O comunismo, enquanto ideal, não tem culpa nenhuma disso, nem há nada no comunismo que obrigue a que a prática seja como foi. E as experiências que existiram não chegam como invalidação da teoria: primeiro, porque desrespeitaram a teoria; segundo, porque nem sequer foram assim tantas experiências, durante tanto tempo. O cristianismo, por exemplo, leva 2000 anos de experiências e ainda se continuam a cometer muitas atrocidades em seu nome e ainda não se conseguiu criar a “fraternidade entre humanos” prometida.

Igual raciocínio se pode fazer relativamente à Civilização. As concepções europeias de progresso foram espalhadas pelo mundo à lei da espada e da bala. Sob pretexto da civilização, dizimaram-se povos e culturas, escravizaram-se pessoas, destruíram-se patrimónios históricos e deu-se origem a inúmeras guerras.

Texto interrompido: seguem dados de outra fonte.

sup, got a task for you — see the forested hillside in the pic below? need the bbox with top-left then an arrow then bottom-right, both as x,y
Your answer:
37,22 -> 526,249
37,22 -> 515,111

Mais uma vez, a ideia de progresso e de civilização é boa. Nomeadamente, os ideais iluministas, utilitaristas e humanistas que emanaram da Europa têm mérito para serem globalizados. Só que não podem ser espalhados à força. E se, no passado, era a Europa, na sua vertente imperial e colonialista, que se encarregava de “espalhar o progresso”, o século XX marcou a transição desse poder para os Estados Unidos da América, que se intrometem em todo o lado, supostamente na defesa da liberdade e da democracia. Quantos têm morrido em nome disso?

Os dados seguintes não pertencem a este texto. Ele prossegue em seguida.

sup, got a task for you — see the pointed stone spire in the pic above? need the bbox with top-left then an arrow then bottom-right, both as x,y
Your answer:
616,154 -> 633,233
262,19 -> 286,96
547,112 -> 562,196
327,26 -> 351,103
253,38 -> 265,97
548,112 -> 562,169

Não podemos desacreditar as ideias por más concretizações. No caso do comunismo, uma crítica legítima é a que se faz à centralização estatal da economia. Mas, mesmo aí, é preciso ser cuidadoso. É que se a planificação central do século XX não resultou, foi por questões de gestão de informação, nomeadamente pela vertente tácita, contextual e subjectiva das preferências individuais, que tornam essa centralização pouco fiável. Mas nada impede que futuros sistemas de planificação central, baseados em inteligência artificial, não venham a ser mais eficazes do que os actuais sistemas de mercado (como também já aqui aludi).

Acima de tudo, tem que ficar claro que, para se discutirem ideias, não podemos recorrer a caricaturas. E justificar que se diga que os comunistas comem criancinhas ao pequeno-almoço porque houve uma fome nos anos 1930 na Ucrânia, na qual Estaline tem responsabilidades, é uma falácia argumentativa indefensável.

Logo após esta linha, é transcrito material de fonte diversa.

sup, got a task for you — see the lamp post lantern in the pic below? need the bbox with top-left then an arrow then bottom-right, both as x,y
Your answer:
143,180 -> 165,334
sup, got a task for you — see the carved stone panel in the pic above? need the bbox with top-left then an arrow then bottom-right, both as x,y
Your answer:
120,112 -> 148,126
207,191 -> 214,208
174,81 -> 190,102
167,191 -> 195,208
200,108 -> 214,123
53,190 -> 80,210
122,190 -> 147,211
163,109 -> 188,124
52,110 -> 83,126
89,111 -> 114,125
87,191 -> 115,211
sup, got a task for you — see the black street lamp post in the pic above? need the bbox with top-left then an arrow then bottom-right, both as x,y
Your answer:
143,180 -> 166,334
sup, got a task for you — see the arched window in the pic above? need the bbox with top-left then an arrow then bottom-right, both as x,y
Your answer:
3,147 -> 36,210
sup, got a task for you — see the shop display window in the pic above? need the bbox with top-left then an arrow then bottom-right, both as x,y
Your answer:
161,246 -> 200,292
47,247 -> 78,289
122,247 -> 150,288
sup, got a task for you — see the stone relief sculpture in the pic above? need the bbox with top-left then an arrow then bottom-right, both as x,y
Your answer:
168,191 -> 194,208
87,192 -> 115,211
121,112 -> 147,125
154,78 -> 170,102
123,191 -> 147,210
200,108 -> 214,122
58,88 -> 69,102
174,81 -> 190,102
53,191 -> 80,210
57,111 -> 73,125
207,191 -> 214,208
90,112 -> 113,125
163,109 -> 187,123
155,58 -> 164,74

Quem quiser ser sério numa discussão sobre estes temas tem que se ater às ideias, não às suas concretizações deturpadas. Uma pessoa pode, do ponto de vista ideológico, ser cristã, comunista e defensora da civilização ocidental e, ao mesmo tempo, tecer as mais duras críticas às igrejas cristãs, aos partidos e governos comunistas ou aos males que a imposição da civilização tem causado. Uma coisa não contraria a outra, bem pelo contrário. Se estivermos atentos e formos críticos quanto às más utilizações das ideias, mais seremos capazes de nos bater por transformações que façam uma aplicação justa e fiel dos ideais.

Um bom cristão será o primeiro a condenar a pedofilia no sacerdócio ou os negócios escuros na Santa Sé, assim como um bom comunista terá que ser o primeiro a denunciar o regime norte-coreano como um despotismo absolutista anticomunista, ou, ainda, um bom ocidental capitalista deverá insurgir-se contra a ingerência militar em países pobres (para controlar activos estratégicos) sob a capa da defesa da liberdade dos povos invadidos.

O lema deve ser: não invoques o nome de Cristo, do Comunismo ou da Civilização em vão.

O autor escreve de acordo com a antiga ortografia.